Later that day, DEA agents say they heard Mr. Brascom and Mr. Ebron discuss a purchase of more than 80 pounds of cocaine for which Mr. Ebron would owe $900,000, a sum he said he would have the next time he saw Mr. Brascom, the complaint said.
Less than three days later, the complaint said associates of Mr. Brascom "escorted" more than 250 pounds of cocaine on a chartered flight to Baltimore. DEA agents say in the complaint that the suspects used coded language on the telephone, often referring to the load of cocaine as "the girl." Return charter flights were used to transport as much as $1.2 million in cash at a time, the complaint states.
Mr. Brascom and his "right-hand man," Jerome Brascom, are among the four suspects in the alleged conspiracy who had been arrested by Tuesday evening. Suspects include a charter-plane pilot named Leonardo Concepcion of Downey, Calif.
Mr. Ebron's residence "has not been identified," the complaint states, and he had not been arrested at press time. The DEA declined to comment, except to indicate that the investigation is ongoing.
Music has been at the center of Mr. Ebron's world "since he was a child growing up in Baltimore," his website states. He claims he is classically trained in four instruments and has a collection of at least 70,000 albums. Mr. Ebron, 43, put himself through college by working as a DJ, the site says.
After graduation from college, according to his website, "the NY music scene became Ebron's higher education" at Def Jam, BadBoy and Roc-A-Fella records. The website says he landed at a company founded by Ms. Edmonds and her ex-husband, Kenneth "Babyface" Edmonds, where "everything from album covers to ad campaigns to the artists' wardrobes came under his scrutiny."
A spokeswoman for Ms. Edmonds said on Tuesday that Mr. Ebron was hired as an independent contractor DJ for events.
Mr. Ebron's career as a DJ has landed him high-profile events for major R&B and hip hop artists, and "coveted Grammy and Oscar after-parties." In 2004, he began his own music production company.
Meanwhile, Mr. Ebron also has made his way as a fashion designer. Goodlife American Clothing has had offices in Brooklyn, N.Y., and Beverly Hills, Calif., and he has devoted substantial time to developing a look he describes as "casual luxury."

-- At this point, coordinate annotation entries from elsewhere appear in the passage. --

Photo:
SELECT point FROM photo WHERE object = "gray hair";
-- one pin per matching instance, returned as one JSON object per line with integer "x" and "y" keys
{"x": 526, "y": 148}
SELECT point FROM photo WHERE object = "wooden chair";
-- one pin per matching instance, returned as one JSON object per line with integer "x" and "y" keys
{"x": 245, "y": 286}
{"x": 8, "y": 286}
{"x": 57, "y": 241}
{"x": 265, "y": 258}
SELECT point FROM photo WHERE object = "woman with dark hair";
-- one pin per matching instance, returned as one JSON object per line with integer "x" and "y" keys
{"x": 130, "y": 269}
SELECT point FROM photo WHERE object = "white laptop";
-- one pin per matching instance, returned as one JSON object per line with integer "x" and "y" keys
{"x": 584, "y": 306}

"His own best muse, Ebron has fused together the emotion of a beautiful piece of art, the vibrancy of a rich color palette and the lavish feel of a fine textile to create a luxurious assortment of women's tee shirts," his site boasts.
But Maryland court records show Mr. Ebron has a rougher side. In the 1990s, he was charged more than a half-dozen times with crimes ranging from assault, battery and disturbance of the peace to passing bad checks — though few of the charges resulted in criminal penalties.

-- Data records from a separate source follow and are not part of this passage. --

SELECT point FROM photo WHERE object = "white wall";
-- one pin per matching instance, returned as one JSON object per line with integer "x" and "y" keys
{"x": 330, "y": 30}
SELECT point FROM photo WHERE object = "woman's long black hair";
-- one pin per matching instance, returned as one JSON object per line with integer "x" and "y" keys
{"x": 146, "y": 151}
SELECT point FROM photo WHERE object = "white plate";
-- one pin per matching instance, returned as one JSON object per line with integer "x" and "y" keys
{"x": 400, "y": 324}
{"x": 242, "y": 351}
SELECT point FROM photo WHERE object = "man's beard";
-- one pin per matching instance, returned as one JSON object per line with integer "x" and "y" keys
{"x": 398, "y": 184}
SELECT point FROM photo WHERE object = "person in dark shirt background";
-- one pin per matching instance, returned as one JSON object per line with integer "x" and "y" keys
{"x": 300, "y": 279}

In a 2002 lawsuit accusing Tracey and Kenneth Edmonds of sex discrimination, a former employee alleged that Mr. Ebron offered her money to abort a pregnancy allegedly caused by one of the label's artists. The Edmonds' later countersued, claiming the lawsuit was an extortion attempt. On Tuesday, a spokeswoman said Mr. Ebron had acted on his own in the matter.

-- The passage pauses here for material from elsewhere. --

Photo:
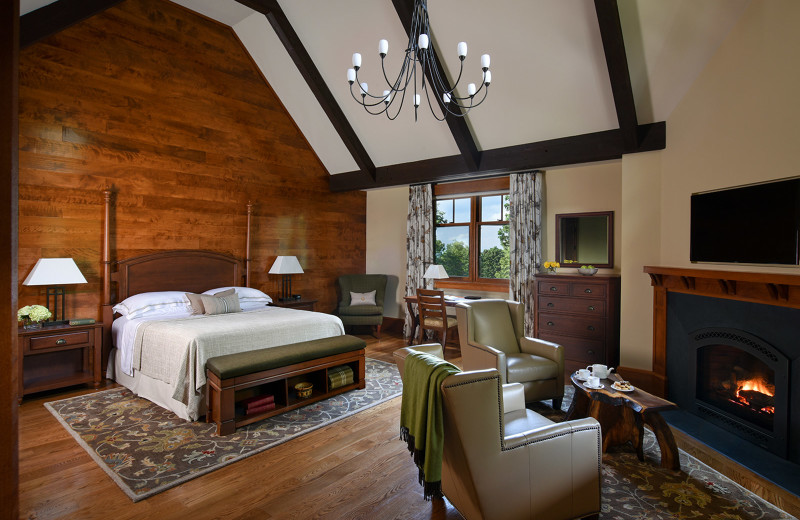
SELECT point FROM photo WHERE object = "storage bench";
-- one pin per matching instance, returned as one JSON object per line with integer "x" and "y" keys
{"x": 236, "y": 379}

Then, in 2008, Mr. Ebron mailed more than 10 pounds of cocaine to New York where it was seized, according to the criminal complaint. However, he was not arrested in what the complaint said was a decision to protect the ongoing investigation.
Mr. Ebron's suspected involvement in the Los Angeles-based cocaine ring came to a head last month, according to the complaint, when intercepted calls and surveillance placed him at Jerry's Famous Deli in Los Angeles, where he met with Mr. Brascom and Mr. Lopez to discuss an additional $50,000 that Mr. Lopez thought he was owed.
On Oct. 13, DEA agents say they listened to a call during which Mr. Ebron assured Mr. Brascom that his East Coast distribution team was ready to receive more drug shipments.
"We on it," Mr. Ebron said, according to the complaint. "We gonna keep it pushin'."